In-Memory Computation of a Machine-Learning Classifier in a Standard 6T SRAM Array

• Published in: IEEE journal of solid-state circuits Vol. 52; no. 4; pp. 915 - 924
• Main Authors: Jintao Zhang, Zhuo Wang, Verma, Naveen
• Format: Journal Article
• Language: English
• Published: New York IEEE 01.04.2017; The Institute of Electrical and Electronics Engineers, Inc. (IEEE)

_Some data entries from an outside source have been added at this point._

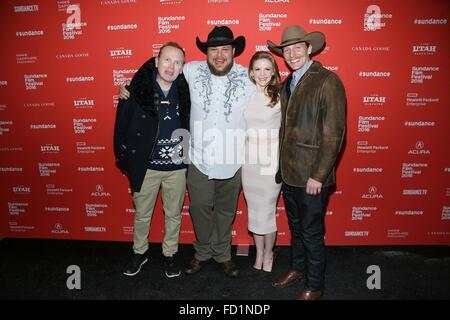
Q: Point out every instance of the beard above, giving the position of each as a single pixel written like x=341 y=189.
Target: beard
x=219 y=73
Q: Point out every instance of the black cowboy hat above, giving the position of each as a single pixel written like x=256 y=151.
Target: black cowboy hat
x=222 y=36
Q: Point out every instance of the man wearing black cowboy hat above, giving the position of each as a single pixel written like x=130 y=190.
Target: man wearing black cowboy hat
x=219 y=90
x=313 y=106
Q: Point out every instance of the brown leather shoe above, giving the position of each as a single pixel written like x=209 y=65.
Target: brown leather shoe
x=230 y=269
x=309 y=295
x=194 y=266
x=288 y=279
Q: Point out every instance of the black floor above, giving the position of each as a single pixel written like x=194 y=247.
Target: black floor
x=36 y=269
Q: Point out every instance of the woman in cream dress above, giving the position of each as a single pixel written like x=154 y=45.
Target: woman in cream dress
x=263 y=120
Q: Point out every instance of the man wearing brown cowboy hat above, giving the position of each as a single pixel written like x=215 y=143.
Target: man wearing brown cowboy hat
x=313 y=106
x=219 y=89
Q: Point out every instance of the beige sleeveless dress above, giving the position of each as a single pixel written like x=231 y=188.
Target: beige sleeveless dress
x=261 y=163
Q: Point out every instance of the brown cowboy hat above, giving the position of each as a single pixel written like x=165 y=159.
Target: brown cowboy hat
x=295 y=34
x=222 y=36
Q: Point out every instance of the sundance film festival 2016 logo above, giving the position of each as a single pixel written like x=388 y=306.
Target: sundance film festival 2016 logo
x=445 y=213
x=410 y=170
x=424 y=49
x=156 y=47
x=83 y=125
x=34 y=81
x=361 y=213
x=166 y=2
x=413 y=99
x=72 y=27
x=99 y=192
x=419 y=149
x=25 y=58
x=83 y=147
x=21 y=190
x=167 y=24
x=121 y=53
x=372 y=194
x=419 y=74
x=365 y=123
x=50 y=148
x=372 y=18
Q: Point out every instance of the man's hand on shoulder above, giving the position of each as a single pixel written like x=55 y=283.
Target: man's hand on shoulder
x=123 y=92
x=313 y=187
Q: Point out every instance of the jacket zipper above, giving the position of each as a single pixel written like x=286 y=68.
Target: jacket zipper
x=157 y=135
x=285 y=120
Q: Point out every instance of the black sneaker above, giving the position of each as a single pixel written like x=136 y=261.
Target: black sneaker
x=134 y=266
x=171 y=268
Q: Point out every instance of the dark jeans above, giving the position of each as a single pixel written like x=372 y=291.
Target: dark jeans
x=306 y=218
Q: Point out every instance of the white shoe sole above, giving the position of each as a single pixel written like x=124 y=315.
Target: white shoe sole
x=133 y=274
x=173 y=275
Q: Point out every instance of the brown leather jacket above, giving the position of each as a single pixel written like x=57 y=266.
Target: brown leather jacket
x=312 y=128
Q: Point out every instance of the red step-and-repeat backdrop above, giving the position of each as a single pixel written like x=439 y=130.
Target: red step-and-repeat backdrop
x=62 y=61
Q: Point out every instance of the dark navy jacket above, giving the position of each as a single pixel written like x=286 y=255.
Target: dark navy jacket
x=137 y=121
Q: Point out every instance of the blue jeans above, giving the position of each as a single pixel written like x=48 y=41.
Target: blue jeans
x=306 y=218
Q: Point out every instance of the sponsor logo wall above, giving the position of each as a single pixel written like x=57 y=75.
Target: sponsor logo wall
x=62 y=62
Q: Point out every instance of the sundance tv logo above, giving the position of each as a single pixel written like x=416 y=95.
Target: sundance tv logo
x=50 y=148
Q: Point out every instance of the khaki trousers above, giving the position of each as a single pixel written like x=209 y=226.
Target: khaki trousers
x=213 y=205
x=173 y=185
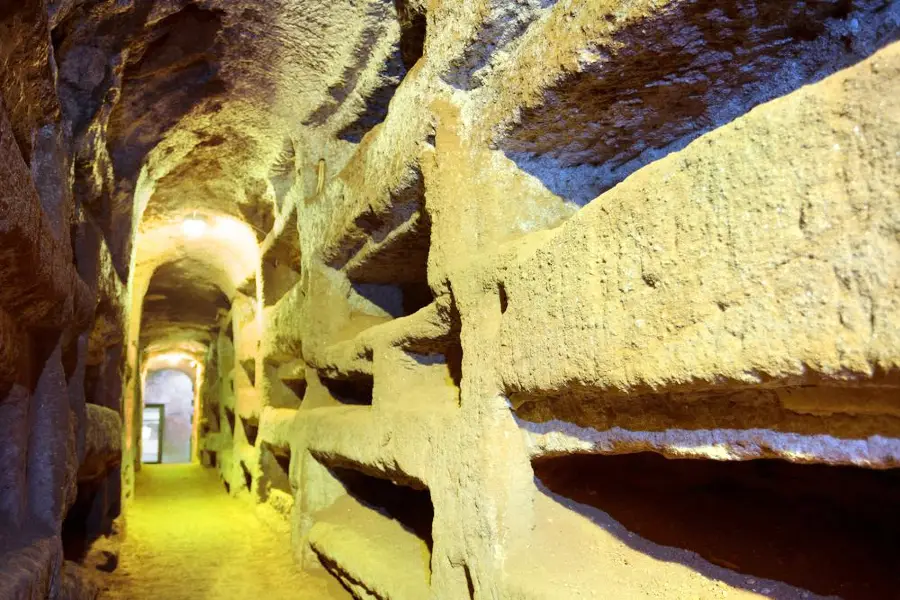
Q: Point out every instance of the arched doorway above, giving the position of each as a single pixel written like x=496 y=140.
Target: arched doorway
x=168 y=417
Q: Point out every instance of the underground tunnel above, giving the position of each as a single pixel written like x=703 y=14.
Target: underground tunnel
x=463 y=299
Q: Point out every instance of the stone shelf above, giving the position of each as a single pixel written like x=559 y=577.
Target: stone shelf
x=372 y=552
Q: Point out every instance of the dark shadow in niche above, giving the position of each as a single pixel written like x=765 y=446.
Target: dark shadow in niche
x=249 y=366
x=413 y=25
x=248 y=478
x=411 y=507
x=356 y=391
x=396 y=300
x=276 y=467
x=830 y=530
x=229 y=416
x=251 y=429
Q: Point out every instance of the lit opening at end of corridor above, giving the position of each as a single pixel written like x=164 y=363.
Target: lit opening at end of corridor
x=168 y=415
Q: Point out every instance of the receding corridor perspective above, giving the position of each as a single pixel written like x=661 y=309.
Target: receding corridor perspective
x=449 y=299
x=186 y=539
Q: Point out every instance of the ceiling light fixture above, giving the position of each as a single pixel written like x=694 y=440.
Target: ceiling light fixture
x=193 y=227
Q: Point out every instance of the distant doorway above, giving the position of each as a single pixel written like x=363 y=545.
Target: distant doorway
x=152 y=433
x=168 y=417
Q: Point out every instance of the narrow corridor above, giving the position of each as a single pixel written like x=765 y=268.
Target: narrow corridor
x=186 y=538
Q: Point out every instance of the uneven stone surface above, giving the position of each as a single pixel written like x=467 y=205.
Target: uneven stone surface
x=484 y=299
x=186 y=539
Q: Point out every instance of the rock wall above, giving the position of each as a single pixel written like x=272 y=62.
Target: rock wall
x=61 y=309
x=587 y=236
x=485 y=299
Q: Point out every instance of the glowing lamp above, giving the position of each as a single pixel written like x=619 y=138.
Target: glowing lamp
x=193 y=227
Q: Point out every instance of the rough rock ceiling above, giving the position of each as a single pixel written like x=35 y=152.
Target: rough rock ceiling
x=172 y=108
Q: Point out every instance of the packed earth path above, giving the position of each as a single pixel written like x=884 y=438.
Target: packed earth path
x=188 y=539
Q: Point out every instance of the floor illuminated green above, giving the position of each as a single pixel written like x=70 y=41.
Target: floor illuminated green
x=187 y=539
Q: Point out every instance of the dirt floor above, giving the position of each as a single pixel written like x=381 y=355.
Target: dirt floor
x=186 y=538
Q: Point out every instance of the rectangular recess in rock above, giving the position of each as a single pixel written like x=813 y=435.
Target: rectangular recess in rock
x=287 y=384
x=249 y=366
x=829 y=423
x=378 y=535
x=356 y=390
x=247 y=476
x=387 y=244
x=275 y=462
x=230 y=418
x=278 y=279
x=251 y=429
x=826 y=529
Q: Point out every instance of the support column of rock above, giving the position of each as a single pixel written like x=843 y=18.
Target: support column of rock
x=470 y=298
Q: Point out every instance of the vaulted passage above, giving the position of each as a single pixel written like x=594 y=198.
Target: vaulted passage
x=449 y=299
x=186 y=539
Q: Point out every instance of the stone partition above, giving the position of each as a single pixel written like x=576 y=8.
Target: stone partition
x=481 y=299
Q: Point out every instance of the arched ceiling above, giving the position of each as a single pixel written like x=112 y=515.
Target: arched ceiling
x=217 y=108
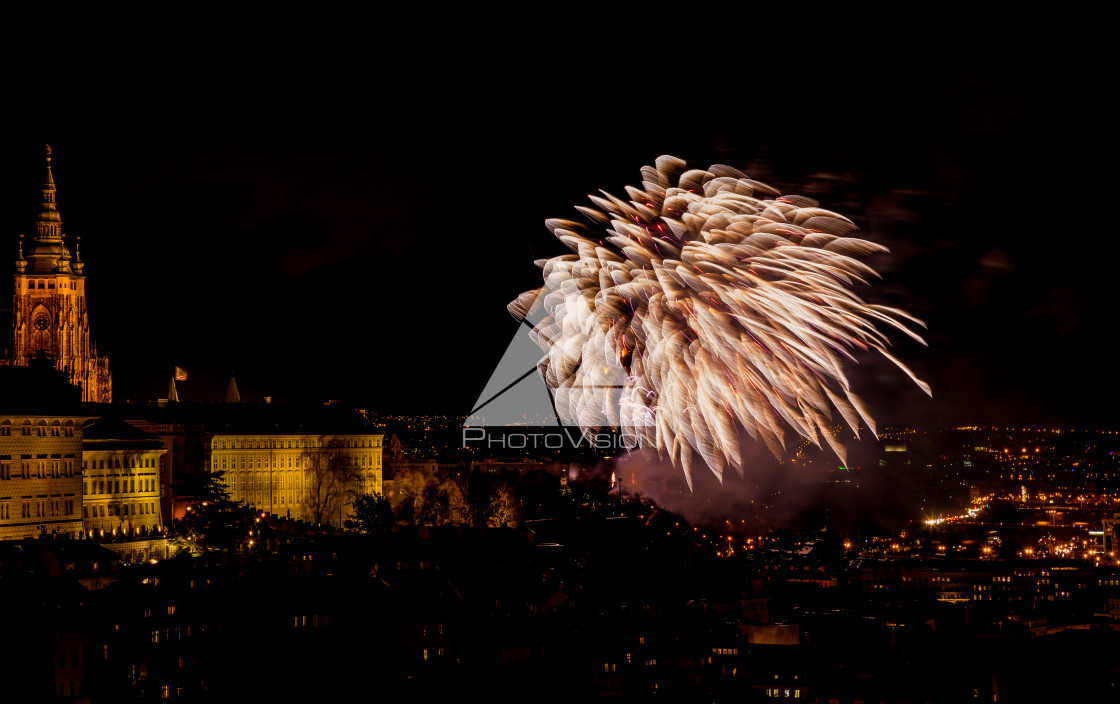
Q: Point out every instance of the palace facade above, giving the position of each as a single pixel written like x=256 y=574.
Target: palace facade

• Subjects: Accuracy; Algorithms; Analog computation; Arrays; Boosting; Circuits; Classifiers; Computational modeling; Computer architecture; Discrete systems; Image classification; image detection; in-memory computation; Machine learning; Machine learning algorithms; Prototypes; Random access memory; Signal classification; Static random access memory; Training
• ISSN: 0018-9200; 1558-173X
• DOI: 10.1109/JSSC.2016.2642198

This paper presents a machine-learning classifier where computations are performed in a standard 6T SRAM array, which stores the machine-learning model. Peripheral circuits implement mixed-signal weak classifiers via columns of the SRAM, and a training algorithm enables a strong classifier through boosting and also overcomes circuit nonidealities, by combining multiple columns. A prototype 128 × 128 SRAM array, implemented in a 130-nm CMOS process, demonstrates ten-way classification of MNIST images (using image-pixel features downsampled from 28 × 28 = 784 to 9 × 9 = 81, which yields a baseline accuracy of 90%). In SRAM mode (bit-cell read/write), the prototype operates up to 300 MHz, and in classify mode, it operates at 50 MHz, generating a classification every cycle. With accuracy equivalent to a discrete SRAM/digital-MAC system, the system achieves ten-way classification at an energy of 630 pJ per decision, 113× lower than a discrete system with standard training algorithm and 13× lower than a discrete system with the proposed training algorithm.